Chapter Four
They made it back to Great Falls before Baby's engine began to splutter; Dean managed to find an unlimited park before she gave one last juddering choke, and stalled.
"What's wrong with the car?" Sam asked anxiously.
"Same thing that's wrong with me," Dean answered gloomily, "She's hungry." He tapped at the fuel gauge, knowing as he did so that there was nothing wrong with the sensor. "She aint goin' anywhere else until I can fill her tank again. Damn, I never let the tank run empty, you can get all sorts of crap getting through the line, even if you regularly drain it and clean it out..."
Sam got out, and looked around. "There," he pointed at a bus stop shelter, then headed for it. "Here we go. Map."
"What are we lookin' for?" Dean asked.
"Library," Sam replied – just saying the word out loud seeming to put more confidence into his demeanour. "Somewhere in this town is a public library, where we can charge our cells and this laptop. These days most libraries have wifi, or at the very least a limited data service. I'll send Bobby an email, we re-establish comms, brief him on what's happened, and plan from there."
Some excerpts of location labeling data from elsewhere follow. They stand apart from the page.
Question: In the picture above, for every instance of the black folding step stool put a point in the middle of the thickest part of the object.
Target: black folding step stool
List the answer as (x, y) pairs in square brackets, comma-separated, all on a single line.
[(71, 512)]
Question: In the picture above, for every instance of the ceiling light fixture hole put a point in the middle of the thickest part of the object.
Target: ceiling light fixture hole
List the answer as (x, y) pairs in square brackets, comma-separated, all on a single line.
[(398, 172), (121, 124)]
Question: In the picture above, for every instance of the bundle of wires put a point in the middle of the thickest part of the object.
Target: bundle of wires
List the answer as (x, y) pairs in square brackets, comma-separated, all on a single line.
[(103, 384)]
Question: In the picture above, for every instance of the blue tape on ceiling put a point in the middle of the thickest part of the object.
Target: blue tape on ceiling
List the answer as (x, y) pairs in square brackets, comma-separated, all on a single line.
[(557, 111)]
"Attaboy Sammy," Dean grinned, "There's a reason he wants you to take over when he retires."
"No he doesn't," Sam muttered, his face pinking slightly.
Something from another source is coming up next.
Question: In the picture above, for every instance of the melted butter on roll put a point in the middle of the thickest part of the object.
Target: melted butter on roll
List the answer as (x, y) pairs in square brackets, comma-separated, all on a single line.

"Yeah he does," Dean insisted, "It's called 'succession planning'. Every successful organisation must have strategies in place to ensure a seamless transition when members of senior management leave, to ensure retention of business knowledge and avoid loss of corporate memory..."
Sam stared at his brother. "Where the fuck did that bit of jargon come from?"
Dean's face darkened. "Bobby made me sit through the corporate restructuring briefing," he griped.
"Dean, everybody had to sit through the corporate restructure briefing," Sam reminded him.
"He made me sit through it again!" Dean practically pouted. "Twice!"
"Well, you should've taken it more seriously first time around," Sam told him a little primly.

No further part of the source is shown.